Various formulation factors influence the drug release form HPMC matrices, viz. This product is widely used in food applications such as batters, breadings, extruded hmc fried foods, bakery fillings and toppings, meat hmc meat substitutes, soups, sauces, ice cream, and more. The reason for initial higher release and decrease in the rate of isoniazid with time can be explained as follows.

Hypromellose

Therefore, the l4m of viscosity hpmf PEG melt suspension is more readily achieved by modifying the amount of solids rather than regulating the temperature of the process. Post-application, celluloid attributes of good water solubility reportedly aid in visual clarity. Formulations in the low viscosity cluster were found to be sprayable. Since there are maximum three possible sites of substitution with each cellulose molecule, this average value is a real number between 0 and 3.

Related Posts  BUILDING PARALLEL PROGRAMS SMPS CLUSTERS AND JAVA PDF

Celluloses such as homc methylcellulose HPMC are used in many pharmaceutical applications as sustained release agents, tablet binders, suspending agents, thickening agents, viscosity-increasing agents and film-coating One of such method is principal component analysis PCA which allows the visualisation of the most important information contained in the data set Significant difference in the release profiles of the tablets compressed to the hardness of 4.

Therefore, the use of better and faster analytical method, such as PCA, can be suitable for k4 the viscosity profiles of ternary melt suspensions.
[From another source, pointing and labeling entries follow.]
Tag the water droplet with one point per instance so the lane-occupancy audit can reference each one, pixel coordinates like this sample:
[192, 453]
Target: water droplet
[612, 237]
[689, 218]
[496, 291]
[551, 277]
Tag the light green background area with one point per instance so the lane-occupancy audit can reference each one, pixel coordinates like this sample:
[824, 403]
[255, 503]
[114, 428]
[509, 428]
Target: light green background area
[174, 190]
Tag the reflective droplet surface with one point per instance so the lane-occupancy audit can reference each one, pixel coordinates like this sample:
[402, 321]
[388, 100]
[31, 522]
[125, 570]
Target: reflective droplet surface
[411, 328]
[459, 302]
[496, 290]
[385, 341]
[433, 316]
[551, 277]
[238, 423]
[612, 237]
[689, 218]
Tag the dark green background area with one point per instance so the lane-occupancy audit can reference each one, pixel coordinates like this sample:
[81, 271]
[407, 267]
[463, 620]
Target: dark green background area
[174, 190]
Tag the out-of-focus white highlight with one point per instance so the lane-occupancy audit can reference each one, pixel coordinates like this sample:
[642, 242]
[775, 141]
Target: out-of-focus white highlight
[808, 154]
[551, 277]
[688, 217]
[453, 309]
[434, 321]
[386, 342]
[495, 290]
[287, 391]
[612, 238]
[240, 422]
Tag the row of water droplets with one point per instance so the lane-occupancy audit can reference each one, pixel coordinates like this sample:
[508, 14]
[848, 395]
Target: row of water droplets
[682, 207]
The aim of the present investigation was to develop oral controlled release matrix tablet formulations of isoniazid using hydroxypropyl methylcellulose HPMC as a hydrophilic release retardant polymer and to study the influence of various formulation factors hpmx proportion of the polymer, polymer viscosity grade, compression force, and release media on the in vitro release characteristics of the hpmmc.
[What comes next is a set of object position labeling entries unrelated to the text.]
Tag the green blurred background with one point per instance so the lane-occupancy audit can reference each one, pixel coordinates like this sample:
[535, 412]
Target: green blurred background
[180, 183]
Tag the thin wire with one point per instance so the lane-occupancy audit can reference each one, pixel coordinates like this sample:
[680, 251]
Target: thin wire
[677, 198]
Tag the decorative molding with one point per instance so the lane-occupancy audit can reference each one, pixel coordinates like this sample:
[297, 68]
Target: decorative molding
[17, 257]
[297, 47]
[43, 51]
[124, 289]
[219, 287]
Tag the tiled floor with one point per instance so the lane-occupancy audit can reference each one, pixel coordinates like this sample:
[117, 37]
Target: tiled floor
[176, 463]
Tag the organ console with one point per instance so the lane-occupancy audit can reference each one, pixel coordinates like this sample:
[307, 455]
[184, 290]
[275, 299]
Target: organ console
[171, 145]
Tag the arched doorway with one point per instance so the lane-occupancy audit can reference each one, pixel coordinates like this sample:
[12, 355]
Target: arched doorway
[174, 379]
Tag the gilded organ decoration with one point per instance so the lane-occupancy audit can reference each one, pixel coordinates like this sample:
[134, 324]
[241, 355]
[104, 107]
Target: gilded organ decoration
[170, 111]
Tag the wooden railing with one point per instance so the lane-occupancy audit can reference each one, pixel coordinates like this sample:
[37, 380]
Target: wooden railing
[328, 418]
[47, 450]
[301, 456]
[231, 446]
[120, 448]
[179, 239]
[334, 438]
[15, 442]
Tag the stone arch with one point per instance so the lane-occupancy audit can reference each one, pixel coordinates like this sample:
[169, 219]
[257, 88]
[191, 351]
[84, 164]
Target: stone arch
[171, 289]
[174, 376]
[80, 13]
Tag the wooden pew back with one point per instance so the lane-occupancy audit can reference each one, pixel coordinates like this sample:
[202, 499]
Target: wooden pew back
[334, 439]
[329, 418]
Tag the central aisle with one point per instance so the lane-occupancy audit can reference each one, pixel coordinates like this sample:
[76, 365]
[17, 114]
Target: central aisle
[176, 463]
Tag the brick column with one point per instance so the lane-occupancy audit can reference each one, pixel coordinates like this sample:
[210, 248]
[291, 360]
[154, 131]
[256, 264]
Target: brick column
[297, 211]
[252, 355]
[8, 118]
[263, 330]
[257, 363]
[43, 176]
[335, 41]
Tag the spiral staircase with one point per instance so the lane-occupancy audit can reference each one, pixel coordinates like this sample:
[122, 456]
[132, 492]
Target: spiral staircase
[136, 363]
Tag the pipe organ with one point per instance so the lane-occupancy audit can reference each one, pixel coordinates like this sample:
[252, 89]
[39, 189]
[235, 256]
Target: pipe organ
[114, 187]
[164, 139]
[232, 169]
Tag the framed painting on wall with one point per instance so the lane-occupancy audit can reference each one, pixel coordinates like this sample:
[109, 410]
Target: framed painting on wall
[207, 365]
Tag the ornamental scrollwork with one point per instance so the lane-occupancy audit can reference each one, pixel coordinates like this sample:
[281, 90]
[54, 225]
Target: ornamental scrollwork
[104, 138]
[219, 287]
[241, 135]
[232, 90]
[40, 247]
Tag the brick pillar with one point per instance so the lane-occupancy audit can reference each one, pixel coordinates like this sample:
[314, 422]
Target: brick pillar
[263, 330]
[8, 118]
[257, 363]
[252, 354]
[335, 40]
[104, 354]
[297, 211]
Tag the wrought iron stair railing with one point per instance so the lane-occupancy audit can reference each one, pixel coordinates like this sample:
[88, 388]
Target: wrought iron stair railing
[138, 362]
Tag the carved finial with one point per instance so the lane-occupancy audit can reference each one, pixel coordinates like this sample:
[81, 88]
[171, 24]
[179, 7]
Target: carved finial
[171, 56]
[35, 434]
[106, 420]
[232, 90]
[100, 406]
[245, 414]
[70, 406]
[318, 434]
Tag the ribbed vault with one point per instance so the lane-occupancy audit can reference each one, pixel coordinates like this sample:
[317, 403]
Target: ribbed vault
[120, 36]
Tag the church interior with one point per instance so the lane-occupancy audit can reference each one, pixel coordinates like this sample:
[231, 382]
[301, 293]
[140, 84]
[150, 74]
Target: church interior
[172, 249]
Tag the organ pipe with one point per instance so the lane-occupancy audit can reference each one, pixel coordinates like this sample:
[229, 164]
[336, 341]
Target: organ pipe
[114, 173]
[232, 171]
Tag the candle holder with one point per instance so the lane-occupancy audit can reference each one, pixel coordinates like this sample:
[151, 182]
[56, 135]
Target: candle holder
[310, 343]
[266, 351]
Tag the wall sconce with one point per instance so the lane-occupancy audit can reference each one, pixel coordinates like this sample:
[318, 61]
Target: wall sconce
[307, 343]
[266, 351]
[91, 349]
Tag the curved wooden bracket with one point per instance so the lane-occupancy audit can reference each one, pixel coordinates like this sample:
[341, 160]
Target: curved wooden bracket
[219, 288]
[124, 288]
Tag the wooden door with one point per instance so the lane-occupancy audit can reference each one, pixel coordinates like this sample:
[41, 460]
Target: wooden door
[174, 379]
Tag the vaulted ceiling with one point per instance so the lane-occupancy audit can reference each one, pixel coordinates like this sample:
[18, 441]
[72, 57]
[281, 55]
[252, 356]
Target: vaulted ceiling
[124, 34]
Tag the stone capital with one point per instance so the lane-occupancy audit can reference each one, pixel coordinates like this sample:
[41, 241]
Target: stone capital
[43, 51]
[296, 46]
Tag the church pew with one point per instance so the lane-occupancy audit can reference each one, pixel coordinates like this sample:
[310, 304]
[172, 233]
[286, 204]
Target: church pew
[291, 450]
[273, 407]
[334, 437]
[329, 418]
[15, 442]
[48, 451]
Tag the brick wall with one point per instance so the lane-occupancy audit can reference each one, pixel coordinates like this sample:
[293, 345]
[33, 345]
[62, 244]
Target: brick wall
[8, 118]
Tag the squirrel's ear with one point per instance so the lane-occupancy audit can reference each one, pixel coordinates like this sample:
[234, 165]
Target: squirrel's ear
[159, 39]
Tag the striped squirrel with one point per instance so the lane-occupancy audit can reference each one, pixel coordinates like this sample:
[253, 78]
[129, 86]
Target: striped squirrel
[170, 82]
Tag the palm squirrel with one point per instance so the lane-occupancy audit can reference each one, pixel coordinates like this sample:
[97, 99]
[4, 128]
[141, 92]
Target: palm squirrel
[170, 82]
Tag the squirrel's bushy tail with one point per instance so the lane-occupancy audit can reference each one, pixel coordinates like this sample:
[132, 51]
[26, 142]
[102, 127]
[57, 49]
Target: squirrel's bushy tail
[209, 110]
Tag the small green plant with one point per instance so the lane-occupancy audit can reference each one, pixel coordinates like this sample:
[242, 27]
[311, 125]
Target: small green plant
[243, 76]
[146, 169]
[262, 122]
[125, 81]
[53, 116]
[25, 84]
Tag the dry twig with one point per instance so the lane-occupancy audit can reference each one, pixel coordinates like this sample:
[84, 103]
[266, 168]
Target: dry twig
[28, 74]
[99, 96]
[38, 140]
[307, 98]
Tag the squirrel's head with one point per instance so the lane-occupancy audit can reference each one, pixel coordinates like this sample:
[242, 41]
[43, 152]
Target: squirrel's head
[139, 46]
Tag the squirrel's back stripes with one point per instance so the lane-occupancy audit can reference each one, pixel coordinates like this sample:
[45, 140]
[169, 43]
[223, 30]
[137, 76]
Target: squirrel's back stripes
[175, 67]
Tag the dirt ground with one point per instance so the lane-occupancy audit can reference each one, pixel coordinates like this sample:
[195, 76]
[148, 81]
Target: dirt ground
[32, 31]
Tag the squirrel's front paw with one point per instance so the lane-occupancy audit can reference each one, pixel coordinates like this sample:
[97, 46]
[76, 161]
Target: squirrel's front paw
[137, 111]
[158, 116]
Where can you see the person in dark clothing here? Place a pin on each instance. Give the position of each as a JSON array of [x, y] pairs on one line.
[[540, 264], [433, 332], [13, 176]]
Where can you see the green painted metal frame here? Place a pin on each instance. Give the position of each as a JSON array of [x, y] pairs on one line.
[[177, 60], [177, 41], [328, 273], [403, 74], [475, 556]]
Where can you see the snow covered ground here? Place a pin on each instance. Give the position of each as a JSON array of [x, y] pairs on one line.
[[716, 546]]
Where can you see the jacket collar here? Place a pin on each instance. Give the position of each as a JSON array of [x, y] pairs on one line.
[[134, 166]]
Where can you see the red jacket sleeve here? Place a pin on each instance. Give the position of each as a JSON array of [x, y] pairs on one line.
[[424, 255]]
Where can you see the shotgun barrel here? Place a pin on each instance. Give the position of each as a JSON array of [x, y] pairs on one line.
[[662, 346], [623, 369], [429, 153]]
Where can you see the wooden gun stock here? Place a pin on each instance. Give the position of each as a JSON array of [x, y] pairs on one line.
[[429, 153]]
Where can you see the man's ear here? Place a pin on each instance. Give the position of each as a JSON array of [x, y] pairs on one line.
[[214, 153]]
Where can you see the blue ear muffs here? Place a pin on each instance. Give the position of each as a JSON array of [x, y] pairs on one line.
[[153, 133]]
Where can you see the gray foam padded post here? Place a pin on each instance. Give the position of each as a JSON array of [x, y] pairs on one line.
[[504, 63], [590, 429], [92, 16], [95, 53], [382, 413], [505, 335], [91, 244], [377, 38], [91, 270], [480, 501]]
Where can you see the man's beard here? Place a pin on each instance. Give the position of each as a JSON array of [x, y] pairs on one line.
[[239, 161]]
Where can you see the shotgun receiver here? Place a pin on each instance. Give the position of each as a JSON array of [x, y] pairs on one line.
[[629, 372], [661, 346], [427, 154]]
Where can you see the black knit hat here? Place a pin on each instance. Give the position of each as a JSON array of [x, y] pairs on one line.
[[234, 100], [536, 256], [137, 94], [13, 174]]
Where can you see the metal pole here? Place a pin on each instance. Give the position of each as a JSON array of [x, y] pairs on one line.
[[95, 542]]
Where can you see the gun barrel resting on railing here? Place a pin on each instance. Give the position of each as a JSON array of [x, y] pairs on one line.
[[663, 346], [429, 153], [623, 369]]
However, degree of substitution is often expressed in percentages. Abstract The aim of the present investigation was to develop oral controlled release matrix tablet formulations of isoniazid using hydroxypropyl methylcellulose HPMC as a hydrophilic release retardant polymer and to study the influence of various formulation factors like proportion of the polymer, polymer viscosity grade, compression force, and release media on the in vitro release characteristics of hpkc drug.
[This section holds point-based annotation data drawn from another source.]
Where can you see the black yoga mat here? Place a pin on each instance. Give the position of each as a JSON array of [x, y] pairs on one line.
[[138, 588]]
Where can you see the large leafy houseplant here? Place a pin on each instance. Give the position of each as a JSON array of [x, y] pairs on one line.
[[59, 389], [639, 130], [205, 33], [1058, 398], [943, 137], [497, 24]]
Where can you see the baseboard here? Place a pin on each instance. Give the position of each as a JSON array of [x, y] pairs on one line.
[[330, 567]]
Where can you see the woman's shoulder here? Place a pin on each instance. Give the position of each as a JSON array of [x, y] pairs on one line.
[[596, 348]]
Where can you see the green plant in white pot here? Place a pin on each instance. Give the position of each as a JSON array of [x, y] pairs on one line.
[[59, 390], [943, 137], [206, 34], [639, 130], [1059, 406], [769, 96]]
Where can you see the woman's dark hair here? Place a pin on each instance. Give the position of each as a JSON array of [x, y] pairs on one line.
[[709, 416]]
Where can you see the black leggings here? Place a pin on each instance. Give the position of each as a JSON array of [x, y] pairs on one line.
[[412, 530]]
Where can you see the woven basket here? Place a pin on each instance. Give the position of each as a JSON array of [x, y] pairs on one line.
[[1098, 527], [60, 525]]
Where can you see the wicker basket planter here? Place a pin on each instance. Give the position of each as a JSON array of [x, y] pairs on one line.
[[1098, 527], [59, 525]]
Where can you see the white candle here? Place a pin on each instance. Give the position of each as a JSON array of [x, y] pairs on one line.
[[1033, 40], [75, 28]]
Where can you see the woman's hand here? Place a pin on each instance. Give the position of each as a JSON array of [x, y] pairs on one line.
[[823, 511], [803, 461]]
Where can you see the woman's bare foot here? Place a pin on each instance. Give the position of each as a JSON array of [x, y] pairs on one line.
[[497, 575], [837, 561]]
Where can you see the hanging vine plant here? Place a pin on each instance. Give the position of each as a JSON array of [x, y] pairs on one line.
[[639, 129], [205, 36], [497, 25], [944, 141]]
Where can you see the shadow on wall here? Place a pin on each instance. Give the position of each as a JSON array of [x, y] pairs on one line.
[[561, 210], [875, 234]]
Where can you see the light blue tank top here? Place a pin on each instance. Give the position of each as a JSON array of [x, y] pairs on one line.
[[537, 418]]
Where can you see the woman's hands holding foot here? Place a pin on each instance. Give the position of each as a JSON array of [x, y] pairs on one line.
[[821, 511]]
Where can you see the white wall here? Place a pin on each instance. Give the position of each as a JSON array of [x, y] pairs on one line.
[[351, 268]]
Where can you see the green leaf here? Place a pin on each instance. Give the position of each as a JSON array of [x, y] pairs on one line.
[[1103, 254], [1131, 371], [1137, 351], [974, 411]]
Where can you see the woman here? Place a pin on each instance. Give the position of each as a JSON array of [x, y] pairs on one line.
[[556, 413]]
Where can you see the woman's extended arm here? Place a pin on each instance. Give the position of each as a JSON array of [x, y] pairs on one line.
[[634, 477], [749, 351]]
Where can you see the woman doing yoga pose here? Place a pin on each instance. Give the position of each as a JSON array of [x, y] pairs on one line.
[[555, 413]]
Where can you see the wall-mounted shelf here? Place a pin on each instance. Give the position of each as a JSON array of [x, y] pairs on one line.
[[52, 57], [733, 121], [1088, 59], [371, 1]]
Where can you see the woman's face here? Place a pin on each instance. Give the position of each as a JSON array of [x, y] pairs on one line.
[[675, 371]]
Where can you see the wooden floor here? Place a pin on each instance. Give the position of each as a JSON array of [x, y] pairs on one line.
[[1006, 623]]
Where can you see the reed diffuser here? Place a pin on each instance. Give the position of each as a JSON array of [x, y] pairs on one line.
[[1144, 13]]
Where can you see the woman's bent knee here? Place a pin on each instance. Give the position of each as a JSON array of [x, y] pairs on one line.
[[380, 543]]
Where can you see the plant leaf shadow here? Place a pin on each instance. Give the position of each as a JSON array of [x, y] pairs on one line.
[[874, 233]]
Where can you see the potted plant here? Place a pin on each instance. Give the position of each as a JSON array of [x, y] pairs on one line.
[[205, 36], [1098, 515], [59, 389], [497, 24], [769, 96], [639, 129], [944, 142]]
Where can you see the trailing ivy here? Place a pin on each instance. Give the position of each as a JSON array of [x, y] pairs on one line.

Especially, the high viscosity polymers would take longer time to form a gel layer. The formulations within each group in line plot Fig. Although polymers have been studied over the years, polymer rheology is a difficult subject to comprehend 1. Retrieved from ” https: The two axes in the scores plot represent the principal components PCswhich are variables used to differentiate the data.

Hppmc, the drug has good solubility in the release medium, and hence, the drug present on the surface might have been released quickly because of the presence of the more pores in the matrix structure.